This is the curiously-recurring template pattern, or CRTP for short. A major advantage of this technique is that it enabled so-called static polymorphism, meaning that functions in torch::data::datasets::Dataset
can call into functions of CustomDataset
, without needing to make those functions virtual (and thus deal with the runtime mess of virtual method dispatch and so on). You can also perform compile-time metaprogramming such as compile-time enable_if
s depending on the properties of the custom dataset type.
In the case of PyTorch, BaseDataset
(the superclass of Dataset
) uses this technique heavily to support operations such as mapping and filtering:
template <typename TransformType>
MapDataset<Self, TransformType> map(TransformType transform) & {
return datasets::map(static_cast<Self&>(*this), std::move(transform));
}
Note the static cast of this
to the derived type (legal as long as CRTP is properly applied); datasets::map
constructs a MapDataset
object which is also parametrized by the dataset type, allowing the MapDataset
implementation to statically call methods such as get_batch
(or encounter a compile-time error if they do not exist).
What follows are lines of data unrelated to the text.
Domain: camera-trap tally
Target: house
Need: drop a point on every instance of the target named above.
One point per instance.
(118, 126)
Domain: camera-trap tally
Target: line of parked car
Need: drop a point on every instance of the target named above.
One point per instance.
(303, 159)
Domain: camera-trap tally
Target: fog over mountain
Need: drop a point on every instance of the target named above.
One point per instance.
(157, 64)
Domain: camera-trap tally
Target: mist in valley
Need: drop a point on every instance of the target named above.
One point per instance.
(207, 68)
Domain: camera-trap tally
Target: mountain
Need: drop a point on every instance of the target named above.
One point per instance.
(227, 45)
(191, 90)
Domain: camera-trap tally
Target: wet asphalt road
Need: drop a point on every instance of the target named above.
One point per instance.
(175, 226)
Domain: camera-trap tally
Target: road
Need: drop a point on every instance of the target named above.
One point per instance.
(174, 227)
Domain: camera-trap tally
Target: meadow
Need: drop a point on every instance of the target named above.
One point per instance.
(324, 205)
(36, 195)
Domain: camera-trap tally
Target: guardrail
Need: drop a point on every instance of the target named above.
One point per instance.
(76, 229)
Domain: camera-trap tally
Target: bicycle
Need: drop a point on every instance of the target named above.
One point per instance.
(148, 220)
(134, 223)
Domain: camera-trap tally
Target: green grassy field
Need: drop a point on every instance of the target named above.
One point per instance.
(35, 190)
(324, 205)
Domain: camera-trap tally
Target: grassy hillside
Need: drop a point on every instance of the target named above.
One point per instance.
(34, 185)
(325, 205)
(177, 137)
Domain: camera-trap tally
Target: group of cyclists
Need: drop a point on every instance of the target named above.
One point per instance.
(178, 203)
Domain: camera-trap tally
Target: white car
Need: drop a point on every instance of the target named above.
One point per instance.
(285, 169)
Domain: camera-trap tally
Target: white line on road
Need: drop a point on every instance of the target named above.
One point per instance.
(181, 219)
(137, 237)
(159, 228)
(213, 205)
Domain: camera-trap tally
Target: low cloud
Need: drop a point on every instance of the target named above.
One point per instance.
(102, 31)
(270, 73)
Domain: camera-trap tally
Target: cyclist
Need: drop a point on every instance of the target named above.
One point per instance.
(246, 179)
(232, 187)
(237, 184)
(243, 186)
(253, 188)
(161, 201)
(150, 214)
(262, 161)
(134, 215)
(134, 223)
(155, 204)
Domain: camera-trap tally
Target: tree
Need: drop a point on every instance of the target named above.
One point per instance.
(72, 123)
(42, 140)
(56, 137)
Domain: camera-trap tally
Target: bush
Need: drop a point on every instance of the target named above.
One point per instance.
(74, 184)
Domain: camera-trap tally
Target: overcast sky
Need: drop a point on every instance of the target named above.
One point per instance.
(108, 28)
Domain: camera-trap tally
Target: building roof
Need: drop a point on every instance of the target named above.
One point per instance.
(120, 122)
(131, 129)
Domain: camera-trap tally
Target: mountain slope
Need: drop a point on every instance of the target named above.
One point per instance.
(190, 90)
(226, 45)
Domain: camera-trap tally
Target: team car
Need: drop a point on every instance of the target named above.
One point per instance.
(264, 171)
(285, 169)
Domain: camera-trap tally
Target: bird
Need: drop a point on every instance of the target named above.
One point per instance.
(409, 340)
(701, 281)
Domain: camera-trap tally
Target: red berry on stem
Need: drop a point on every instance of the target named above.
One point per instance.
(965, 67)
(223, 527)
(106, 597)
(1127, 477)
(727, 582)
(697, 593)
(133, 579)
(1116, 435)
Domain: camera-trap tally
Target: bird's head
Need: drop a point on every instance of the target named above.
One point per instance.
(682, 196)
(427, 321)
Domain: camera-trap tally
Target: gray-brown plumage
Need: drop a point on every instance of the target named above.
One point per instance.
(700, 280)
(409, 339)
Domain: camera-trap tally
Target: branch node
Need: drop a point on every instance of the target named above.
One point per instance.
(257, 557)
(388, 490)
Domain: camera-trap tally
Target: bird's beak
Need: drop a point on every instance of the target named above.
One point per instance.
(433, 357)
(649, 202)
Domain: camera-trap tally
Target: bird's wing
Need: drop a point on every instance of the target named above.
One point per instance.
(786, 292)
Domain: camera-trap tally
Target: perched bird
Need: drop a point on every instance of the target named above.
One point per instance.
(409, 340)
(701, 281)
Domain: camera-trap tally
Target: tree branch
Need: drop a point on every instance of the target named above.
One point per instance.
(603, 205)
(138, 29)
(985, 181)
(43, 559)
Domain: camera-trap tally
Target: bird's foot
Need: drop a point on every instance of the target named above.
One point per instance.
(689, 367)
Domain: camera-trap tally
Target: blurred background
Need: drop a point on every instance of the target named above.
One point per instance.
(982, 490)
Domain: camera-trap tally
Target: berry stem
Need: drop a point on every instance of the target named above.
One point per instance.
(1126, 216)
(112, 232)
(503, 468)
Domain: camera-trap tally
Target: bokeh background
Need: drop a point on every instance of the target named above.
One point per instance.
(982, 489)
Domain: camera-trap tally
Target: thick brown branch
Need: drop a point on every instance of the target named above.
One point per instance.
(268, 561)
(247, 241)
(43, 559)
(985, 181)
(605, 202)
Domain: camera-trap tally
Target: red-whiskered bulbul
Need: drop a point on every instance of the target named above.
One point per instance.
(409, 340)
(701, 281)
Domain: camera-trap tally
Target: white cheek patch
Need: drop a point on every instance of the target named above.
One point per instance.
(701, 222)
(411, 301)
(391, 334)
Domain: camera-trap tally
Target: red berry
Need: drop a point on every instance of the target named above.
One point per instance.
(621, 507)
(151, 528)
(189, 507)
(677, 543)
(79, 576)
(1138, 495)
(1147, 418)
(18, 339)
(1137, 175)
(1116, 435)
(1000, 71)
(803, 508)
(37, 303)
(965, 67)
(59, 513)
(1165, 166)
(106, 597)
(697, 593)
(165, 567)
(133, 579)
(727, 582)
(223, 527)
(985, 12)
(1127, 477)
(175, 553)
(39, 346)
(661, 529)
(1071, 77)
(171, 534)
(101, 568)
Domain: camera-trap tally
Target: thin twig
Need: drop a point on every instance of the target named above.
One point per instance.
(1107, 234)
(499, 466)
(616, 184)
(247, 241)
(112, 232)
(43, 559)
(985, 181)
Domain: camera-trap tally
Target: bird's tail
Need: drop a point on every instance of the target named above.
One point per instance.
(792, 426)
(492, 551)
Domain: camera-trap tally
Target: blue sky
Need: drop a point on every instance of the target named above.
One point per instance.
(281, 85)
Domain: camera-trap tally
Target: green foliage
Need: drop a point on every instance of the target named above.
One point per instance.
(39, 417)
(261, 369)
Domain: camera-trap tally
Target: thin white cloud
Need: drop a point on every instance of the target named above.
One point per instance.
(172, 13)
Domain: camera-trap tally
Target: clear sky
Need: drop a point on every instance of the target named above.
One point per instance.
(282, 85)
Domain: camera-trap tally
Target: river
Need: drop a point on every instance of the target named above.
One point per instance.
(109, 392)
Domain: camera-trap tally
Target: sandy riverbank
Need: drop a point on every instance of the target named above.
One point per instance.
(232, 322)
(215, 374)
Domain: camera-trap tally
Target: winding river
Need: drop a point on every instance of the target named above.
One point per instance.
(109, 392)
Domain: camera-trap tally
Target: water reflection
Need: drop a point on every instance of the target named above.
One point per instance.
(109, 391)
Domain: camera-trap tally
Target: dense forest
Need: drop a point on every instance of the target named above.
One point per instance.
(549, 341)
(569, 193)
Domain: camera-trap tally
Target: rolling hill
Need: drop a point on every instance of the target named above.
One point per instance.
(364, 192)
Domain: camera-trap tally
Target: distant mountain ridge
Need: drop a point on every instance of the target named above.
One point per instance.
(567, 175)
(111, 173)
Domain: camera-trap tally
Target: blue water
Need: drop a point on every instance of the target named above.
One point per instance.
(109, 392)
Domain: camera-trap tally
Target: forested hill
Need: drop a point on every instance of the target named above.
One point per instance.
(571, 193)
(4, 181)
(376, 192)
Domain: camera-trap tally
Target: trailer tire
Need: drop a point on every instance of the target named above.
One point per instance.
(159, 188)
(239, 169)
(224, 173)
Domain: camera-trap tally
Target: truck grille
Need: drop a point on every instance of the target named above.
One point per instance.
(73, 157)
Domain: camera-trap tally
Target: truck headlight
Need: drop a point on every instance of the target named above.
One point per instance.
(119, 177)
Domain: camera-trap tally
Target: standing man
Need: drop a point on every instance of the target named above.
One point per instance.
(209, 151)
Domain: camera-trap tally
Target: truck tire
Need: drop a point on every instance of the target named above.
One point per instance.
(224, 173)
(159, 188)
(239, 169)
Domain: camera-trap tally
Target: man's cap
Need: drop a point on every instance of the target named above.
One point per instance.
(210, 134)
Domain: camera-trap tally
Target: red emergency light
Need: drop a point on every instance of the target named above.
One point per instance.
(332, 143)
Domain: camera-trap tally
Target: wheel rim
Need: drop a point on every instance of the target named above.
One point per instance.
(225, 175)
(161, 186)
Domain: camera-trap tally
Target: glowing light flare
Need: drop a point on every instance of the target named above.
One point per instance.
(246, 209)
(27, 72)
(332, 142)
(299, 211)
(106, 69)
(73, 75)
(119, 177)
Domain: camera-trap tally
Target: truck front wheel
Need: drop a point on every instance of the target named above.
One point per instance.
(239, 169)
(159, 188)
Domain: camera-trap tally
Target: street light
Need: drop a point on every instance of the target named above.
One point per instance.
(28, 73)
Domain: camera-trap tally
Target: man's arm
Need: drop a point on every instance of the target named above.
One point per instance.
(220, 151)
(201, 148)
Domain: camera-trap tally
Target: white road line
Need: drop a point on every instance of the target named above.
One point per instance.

Furthermore, since MapDataset
receives the custom dataset type as a type parameter, compile-time metaprogramming is possible:
/// The implementation of `get_batch()` for the stateless case, which simply
/// applies the transform to the output of `get_batch()` from the dataset.
template <
typename D = SourceDataset,
typename = torch::disable_if_t<D::is_stateful>>
OutputBatchType get_batch_impl(BatchRequestType indices) {
return transform_.apply_batch(dataset_.get_batch(std::move(indices)));
}
/// The implementation of `get_batch()` for the stateful case. Here, we follow
/// the semantics of `Optional.map()` in many functional languages, which
/// applies a transformation to the optional's content when the optional
/// contains a value, and returns a new optional (of a different type) if the
/// original optional returned by `get_batch()` was empty.
template <typename D = SourceDataset>
torch::enable_if_t<D::is_stateful, OutputBatchType> get_batch_impl(
BatchRequestType indices) {
if (auto batch = dataset_.get_batch(std::move(indices))) {
return transform_.apply_batch(std::move(*batch));
}
return nullopt;
}
Notice that the conditional enable is dependent on SourceDataset
, which we only have available because the dataset is parametrized with this CRTP pattern.